Constructing Useful Selected Response Items
Today, I would like to briefly introduce some practices that I use to improve the item quality on my multiple-choice assessments. Regardless of format that we use, we must remain mindful of reliability and validity whenever we try to measure student learning. The reliability of an assessment is a measure of scoring reproducibility. If we could repeatedly administer a highly reliable assessment to a class, the students would score at or about the same level each time. Well-constructed selected response assessments typically have high reliability. I will discuss how this is calculated and interpreted in a future post. The validity of an assessment is the degree to which the assignment actually measures what we set out to measure. This is where things could potentially get sticky for multiple-choice assessments.
One of the main threats to validity for MCQ is “test-wiseness”. You do not have to look very long on the internet to locate information with suggested strategies for taking multiple-choice exams. Here is a typical one. If we are to maintain validity when using MCQ, we must defeat (or at least mitigate) these strategies. This does not mean that we must write trick questions. Instead, we need to carefully construct our assessment items so as not to accidentally provide unintentional clues that allow students to correctly answer the questions without knowing the answer (guessing).
Most of what I’ve learned about multiple-choice items has come from reading Developing and Validating Multiple-Choice Test Items by Thomas Haladyna. Not exactly a summertime page-turner, but a great resource! Here are some suggestions that I’ve gleaned from it and other resources:
- Each item should address one of your course outcomes.
if it is not a part of your outcomes, why are you asking it?
- Stems should be direct questions or clearly phrased statements.
for example, War and Peace was written by _____. or Which of the following authors wrote The Great Gatsby?
- Avoid grammatical clues in the responses.
articles like a a/an or singular/plural
- Be careful about how the choices are arranged.
I list them from shortest to longest in length, alphabetically when they are similar in length, and from smallest to largest when numerical.
- Use a randomized key to avoid creating patterns in the responses
this prevents unintentional biasing toward any one response – like C.
- Make sure that all of the possible answers are at least somewhat plausible to an uninformed reader. Unbelievable choices serve no function from an assessment point of view.
- Do not use “all of the above”
- Use “none of the above” sparingly
if you do use this, make sure that it is the correct answer sometimes
- If negatives or conditions are used, they should be highlighted
for instance: Which of the following is NOT a prokaryote?
Haladyna suggests that the most efficient multiple-choice exams have three possible answers. Most textbooks use four or five item exams. He claims (and my own experience bears this out) is that most questions only have three functioning responses (those that the class chooses with much regularity). Items with just three choices tend to freak people out (I was initially pretty skeptical too). What about guessing?? Let’s do a little math… If I give a 20-item quiz with three options each, what is the chance that a student could score 70% (14 correct) or better by just blindly guessing? This can be calculated as p = 1 – binomialcdf(20,(1/3),13) = 8.788 x 10-4 or about 0.088%. Not too likely – and the odds are even longer when there are more items. I’m not worried.
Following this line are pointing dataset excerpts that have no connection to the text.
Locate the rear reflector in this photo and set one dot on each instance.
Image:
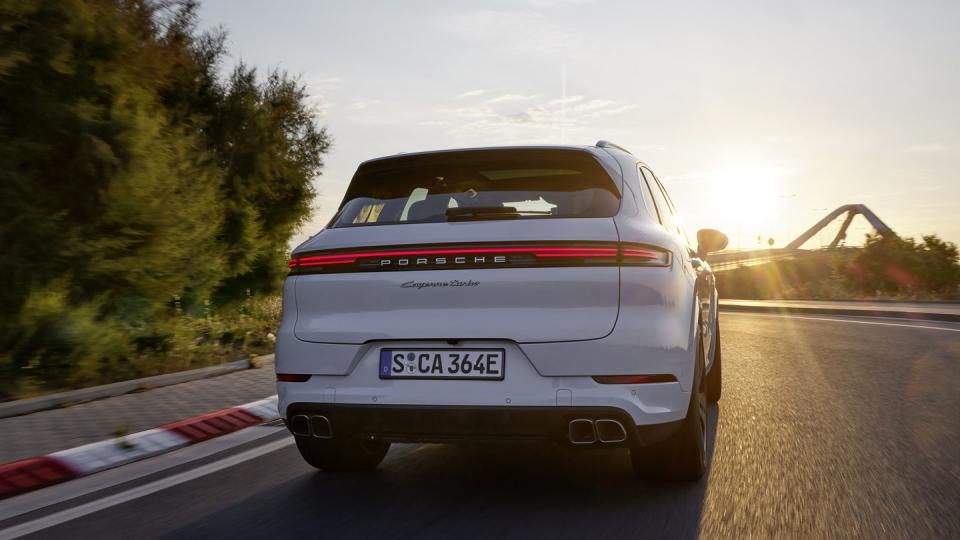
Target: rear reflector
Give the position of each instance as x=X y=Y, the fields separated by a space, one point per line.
x=496 y=255
x=634 y=379
x=292 y=377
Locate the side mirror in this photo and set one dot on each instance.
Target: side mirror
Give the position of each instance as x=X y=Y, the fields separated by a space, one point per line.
x=710 y=240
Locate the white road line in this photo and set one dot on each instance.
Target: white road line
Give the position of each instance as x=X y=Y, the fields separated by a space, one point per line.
x=70 y=514
x=841 y=320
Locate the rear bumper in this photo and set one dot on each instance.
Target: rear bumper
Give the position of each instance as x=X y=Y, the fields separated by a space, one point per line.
x=522 y=387
x=400 y=423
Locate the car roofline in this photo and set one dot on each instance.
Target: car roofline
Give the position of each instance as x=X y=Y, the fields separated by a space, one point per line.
x=593 y=150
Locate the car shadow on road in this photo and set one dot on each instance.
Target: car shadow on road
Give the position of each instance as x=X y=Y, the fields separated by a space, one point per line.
x=490 y=490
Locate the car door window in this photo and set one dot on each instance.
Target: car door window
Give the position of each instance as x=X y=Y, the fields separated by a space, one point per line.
x=663 y=209
x=668 y=212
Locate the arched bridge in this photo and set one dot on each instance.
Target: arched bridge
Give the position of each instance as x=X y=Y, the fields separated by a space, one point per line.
x=732 y=259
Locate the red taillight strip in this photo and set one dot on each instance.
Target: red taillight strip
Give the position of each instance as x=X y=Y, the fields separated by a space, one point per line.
x=539 y=251
x=589 y=253
x=293 y=377
x=641 y=253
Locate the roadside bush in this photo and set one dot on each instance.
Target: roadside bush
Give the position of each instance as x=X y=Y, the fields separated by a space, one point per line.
x=886 y=267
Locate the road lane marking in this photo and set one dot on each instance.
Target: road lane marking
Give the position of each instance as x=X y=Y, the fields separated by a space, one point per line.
x=91 y=507
x=843 y=320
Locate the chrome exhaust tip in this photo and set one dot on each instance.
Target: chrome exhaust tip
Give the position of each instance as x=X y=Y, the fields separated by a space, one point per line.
x=320 y=427
x=610 y=431
x=581 y=431
x=300 y=425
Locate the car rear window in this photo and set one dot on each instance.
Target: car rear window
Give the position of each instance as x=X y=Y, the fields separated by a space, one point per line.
x=478 y=185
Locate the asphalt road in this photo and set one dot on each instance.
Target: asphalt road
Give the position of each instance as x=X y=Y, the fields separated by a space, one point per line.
x=827 y=427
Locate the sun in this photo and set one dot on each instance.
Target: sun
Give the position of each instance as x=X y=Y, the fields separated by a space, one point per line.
x=749 y=199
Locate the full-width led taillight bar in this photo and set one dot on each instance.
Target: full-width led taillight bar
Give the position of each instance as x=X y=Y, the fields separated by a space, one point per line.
x=500 y=255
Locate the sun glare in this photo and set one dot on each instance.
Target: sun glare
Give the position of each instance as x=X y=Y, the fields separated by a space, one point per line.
x=750 y=199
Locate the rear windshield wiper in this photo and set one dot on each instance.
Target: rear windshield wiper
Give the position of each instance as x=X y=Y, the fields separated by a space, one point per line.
x=482 y=212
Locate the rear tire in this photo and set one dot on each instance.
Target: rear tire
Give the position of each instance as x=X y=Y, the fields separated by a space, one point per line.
x=351 y=454
x=683 y=456
x=715 y=377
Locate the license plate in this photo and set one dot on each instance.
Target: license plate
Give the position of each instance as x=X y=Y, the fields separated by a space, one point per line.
x=485 y=364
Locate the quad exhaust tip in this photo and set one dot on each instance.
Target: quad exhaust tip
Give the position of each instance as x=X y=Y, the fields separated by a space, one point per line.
x=300 y=425
x=319 y=426
x=605 y=430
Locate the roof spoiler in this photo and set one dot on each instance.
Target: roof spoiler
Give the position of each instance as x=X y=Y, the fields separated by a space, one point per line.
x=608 y=144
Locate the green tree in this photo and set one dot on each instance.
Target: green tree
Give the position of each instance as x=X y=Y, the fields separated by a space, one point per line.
x=132 y=175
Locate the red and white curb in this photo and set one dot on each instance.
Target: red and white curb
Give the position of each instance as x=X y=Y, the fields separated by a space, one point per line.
x=35 y=473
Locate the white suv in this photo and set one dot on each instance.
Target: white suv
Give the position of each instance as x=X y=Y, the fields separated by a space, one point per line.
x=521 y=293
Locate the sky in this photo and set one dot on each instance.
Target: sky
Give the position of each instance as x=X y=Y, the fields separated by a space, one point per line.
x=759 y=117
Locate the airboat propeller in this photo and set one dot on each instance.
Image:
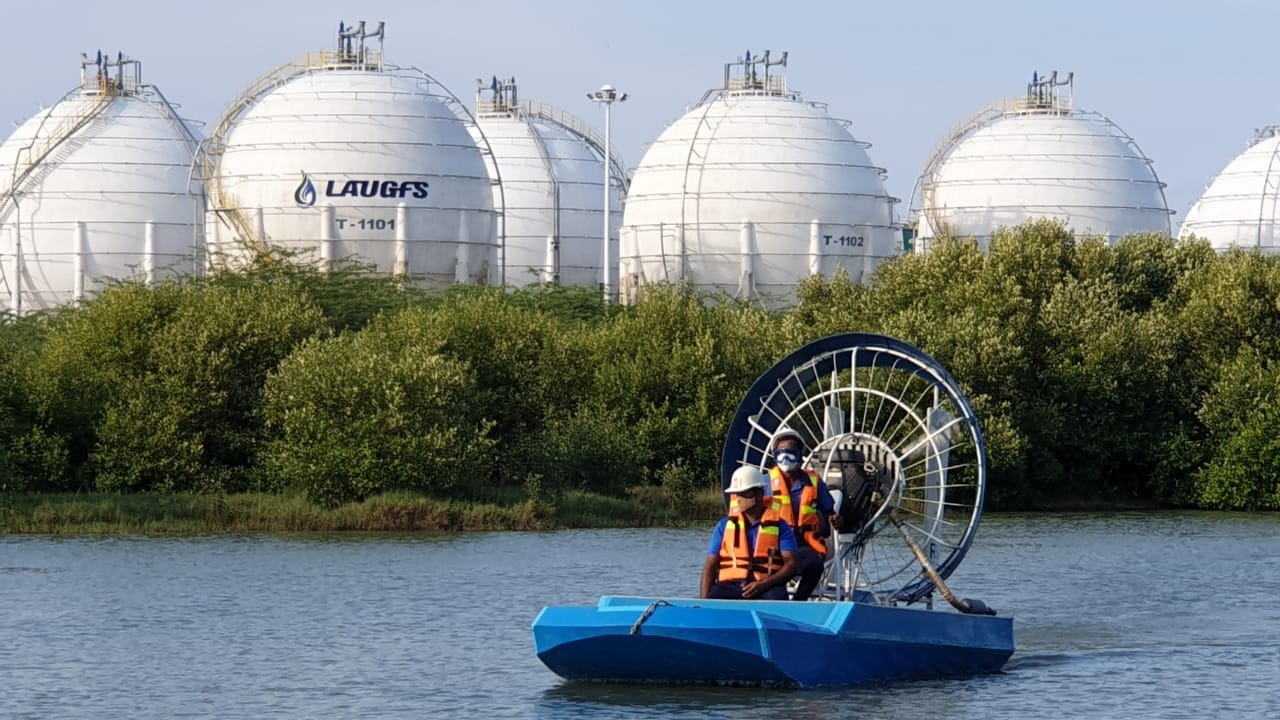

One thing that I did fret about was adequately randomizing my answer key. Like many people, I tend to favor B or C over A and D (edge aversion, I suppose). To overcome this, I have created a spreadsheet that will create random keys of any length up to 1,000 questions. This one will generate four-option keys (I still use these). I may share variants later to generate 2-, 3-, and 5-option keys if you ask.
The really big issue with selected response items is whether or not they can be used to test critical thinking. I say yes! (up to a point) and that will be the subject of tomorrow’s post.